Uma piada ou anedota é uma breve história, de final engraçado e às vezes surpreendente, cujo objetivo é provocar risos ou gargalhadas em quem a ouve ou lê. É um recurso humorístico utilizado na comédia e também na vida cotidiana.
O senso de humor varia em cada cultura. O que é engraçado para um povo pode não ser para outro. Um estudo da Universidade de Hertfordshire, no Reino Unido, versou sobre o assunto em 2004, objetivando colher opiniões através da internet para se descobrir qual seria "a melhor piada do mundo".
Através do resultado dessa pesquisa, observou-se o quanto a cultura local influencia no "senso de humor" de cada povo. Os britânicos demonstraram gostar mais de trocadilhos, enquanto franceses e alemães costumavam optar por piadas que tendiam ao nonsense. Já os estado-unidenses preferiam piadas sobre assuntos locais.
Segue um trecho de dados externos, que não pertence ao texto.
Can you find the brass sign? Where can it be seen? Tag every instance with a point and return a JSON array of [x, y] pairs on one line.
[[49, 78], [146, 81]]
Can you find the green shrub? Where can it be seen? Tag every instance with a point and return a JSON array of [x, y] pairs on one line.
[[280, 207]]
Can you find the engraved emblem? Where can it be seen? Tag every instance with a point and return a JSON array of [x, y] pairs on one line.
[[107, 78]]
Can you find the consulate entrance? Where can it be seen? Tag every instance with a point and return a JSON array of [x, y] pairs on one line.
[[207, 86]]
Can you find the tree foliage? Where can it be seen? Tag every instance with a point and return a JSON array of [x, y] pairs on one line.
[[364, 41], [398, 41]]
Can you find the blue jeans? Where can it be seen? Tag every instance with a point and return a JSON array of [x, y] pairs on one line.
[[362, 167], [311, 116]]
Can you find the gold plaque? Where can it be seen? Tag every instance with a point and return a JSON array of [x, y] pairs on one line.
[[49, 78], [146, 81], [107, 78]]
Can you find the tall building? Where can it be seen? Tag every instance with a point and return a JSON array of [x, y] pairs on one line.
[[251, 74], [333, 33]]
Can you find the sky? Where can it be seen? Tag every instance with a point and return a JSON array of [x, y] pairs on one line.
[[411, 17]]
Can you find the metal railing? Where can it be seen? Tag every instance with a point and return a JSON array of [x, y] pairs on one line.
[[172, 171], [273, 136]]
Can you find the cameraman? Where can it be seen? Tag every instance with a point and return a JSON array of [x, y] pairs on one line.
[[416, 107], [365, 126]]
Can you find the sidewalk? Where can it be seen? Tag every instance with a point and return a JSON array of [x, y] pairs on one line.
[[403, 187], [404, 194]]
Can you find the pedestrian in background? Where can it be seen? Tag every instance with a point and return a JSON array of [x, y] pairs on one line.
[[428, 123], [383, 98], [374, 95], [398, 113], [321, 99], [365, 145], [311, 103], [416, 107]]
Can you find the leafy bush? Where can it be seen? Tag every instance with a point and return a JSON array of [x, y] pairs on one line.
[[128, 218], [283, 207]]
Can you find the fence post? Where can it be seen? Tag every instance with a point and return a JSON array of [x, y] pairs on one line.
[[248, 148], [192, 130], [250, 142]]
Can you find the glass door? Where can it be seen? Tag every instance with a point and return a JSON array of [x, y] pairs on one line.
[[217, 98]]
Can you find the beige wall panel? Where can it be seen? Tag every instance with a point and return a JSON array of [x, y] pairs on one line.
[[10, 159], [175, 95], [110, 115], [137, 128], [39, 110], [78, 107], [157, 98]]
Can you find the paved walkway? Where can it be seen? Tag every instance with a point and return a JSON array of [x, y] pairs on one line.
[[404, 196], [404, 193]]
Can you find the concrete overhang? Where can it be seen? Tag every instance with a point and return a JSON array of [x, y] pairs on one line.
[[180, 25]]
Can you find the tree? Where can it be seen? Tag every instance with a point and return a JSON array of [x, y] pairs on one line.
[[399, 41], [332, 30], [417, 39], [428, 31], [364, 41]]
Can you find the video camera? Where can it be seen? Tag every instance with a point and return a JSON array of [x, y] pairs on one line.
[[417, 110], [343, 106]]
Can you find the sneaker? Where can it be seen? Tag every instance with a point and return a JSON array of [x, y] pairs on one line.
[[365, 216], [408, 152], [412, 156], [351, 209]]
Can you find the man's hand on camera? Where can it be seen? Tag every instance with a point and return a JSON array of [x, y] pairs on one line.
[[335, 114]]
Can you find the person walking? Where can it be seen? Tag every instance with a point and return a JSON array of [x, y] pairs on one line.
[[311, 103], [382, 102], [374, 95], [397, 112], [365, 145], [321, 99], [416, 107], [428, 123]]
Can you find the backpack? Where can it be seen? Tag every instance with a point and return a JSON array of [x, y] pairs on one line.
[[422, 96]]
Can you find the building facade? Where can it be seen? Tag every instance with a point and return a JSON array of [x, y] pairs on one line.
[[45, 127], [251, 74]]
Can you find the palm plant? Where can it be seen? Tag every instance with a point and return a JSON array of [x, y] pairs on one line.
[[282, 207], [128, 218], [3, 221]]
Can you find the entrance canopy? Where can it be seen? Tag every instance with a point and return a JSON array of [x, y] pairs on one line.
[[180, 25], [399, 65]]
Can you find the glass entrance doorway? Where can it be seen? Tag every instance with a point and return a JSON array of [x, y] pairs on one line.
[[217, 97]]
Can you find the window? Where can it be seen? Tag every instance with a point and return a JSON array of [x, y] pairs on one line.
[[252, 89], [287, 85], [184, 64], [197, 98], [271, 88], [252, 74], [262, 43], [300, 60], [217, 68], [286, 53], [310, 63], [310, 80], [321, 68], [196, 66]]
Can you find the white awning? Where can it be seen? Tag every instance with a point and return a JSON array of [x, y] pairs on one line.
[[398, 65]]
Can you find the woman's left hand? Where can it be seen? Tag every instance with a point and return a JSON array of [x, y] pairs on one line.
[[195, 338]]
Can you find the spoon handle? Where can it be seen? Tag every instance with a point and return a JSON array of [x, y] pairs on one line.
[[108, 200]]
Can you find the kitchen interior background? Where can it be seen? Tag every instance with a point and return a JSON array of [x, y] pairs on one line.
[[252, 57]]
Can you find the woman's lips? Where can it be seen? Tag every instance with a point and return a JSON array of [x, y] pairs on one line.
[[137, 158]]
Contudo, algumas características foram independentes do país. Homens, de uma maneira geral, demonstraram gostar de piadas que envolvessem sexo e preconceito, enquanto as mulheres não gostavam desse tipo de conteúdo. Como a pesquisa só possui até o momento dados de Estados Unidos, Canadá e Europa, não há análise sobre as preferências dos ibero-americanos.